I don’t know his name, nor have I ever met him, but stories alone made me wish nothing for that day to never come. An individual that is terrifying is best left alone to their own business, as I kept to my own.
Hours passed since I first began dashing through the meadow, even having to burn through a ruby while on the way to keep my stamina steady. Until finally I am met with a clear divide between flatland and taaffeite lined mountains.

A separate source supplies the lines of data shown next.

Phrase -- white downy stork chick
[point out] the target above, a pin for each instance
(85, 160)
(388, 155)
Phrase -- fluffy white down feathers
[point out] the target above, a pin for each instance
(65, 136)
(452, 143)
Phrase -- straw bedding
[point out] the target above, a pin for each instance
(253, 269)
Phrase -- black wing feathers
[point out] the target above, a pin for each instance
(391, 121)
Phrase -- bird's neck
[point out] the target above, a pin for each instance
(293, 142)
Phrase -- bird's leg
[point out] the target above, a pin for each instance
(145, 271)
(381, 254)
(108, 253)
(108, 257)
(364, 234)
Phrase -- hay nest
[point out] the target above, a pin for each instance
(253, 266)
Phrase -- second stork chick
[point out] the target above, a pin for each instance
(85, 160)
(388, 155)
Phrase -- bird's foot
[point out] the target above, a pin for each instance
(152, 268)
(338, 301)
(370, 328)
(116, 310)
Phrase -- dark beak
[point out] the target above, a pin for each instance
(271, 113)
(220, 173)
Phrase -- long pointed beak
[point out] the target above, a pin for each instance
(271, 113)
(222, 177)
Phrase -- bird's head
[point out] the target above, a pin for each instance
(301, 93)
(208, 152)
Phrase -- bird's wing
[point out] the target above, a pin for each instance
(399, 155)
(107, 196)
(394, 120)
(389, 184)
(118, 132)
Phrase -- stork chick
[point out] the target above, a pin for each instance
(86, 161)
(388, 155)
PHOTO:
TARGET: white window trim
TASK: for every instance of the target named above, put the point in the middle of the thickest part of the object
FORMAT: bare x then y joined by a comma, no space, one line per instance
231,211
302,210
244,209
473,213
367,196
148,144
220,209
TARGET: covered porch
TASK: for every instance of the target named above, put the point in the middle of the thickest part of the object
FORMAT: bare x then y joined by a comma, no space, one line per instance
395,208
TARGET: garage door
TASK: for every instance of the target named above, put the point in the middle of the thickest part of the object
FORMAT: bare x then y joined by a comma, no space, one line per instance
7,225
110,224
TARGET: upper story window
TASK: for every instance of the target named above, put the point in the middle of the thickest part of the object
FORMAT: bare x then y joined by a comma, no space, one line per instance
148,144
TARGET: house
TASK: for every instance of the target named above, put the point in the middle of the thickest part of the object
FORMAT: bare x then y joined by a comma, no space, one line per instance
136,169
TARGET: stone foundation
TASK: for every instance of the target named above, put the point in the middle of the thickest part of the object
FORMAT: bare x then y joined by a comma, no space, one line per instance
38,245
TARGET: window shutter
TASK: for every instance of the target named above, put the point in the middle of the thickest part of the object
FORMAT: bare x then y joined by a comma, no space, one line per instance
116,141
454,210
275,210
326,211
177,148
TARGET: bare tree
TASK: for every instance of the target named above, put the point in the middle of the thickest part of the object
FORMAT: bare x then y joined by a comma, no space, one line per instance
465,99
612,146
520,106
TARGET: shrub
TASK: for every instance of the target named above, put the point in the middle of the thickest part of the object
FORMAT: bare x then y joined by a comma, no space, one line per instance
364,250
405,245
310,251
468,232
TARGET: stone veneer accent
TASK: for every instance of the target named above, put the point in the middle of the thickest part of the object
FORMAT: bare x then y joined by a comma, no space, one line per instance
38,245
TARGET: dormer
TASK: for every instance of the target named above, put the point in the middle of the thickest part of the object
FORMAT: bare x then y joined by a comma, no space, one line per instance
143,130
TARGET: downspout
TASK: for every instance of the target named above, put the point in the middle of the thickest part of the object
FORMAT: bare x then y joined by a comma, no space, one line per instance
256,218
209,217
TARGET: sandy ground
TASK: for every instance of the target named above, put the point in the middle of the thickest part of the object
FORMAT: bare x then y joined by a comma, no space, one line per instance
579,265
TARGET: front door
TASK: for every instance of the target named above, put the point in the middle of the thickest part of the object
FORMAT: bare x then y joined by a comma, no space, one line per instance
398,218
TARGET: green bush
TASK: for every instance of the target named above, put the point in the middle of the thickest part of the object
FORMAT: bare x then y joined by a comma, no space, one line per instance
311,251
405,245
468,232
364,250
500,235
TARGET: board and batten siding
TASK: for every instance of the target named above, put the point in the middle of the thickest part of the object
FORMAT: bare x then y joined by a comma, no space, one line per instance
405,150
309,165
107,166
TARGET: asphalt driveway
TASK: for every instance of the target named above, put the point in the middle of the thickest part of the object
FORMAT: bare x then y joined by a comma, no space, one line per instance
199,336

From horizon to horizon and ground to sky, they stood humming and the further I journey down the path ahead, the narrower it became until a single person could travel through. If I had wavered to my left or right, a sharp end would have met me. The significance of “end” could not be at its most vital.
Hours later.
My core reaches its limit. Even at this distance, I feel my internal prana draining away, causing sluggishness to creep all over my body. Luckily my legs had not given way, but at the rate I was moving, it may not matter much longer.
If I hadn’t been so emotional, then I could have done my shopping several days prior when I helped Hilda and now I’m facing the consequences of that outburst.
Poor planning and even poorer execution.
I’m done for.
I collapse to the ground. As sad as it was, I avoided the taaffeite, though at the cost of my vision blurring as a result because of the dirt below.
My naturally low prana meant that I usually restored my energy with rubies throughout this path, but it seems having knowledge of my lack of resources did not correlate to the wisdom of gathering more before coming here.
Is this the end for me? Not at the hands of a beast or enemies, but a miscalculation on my part.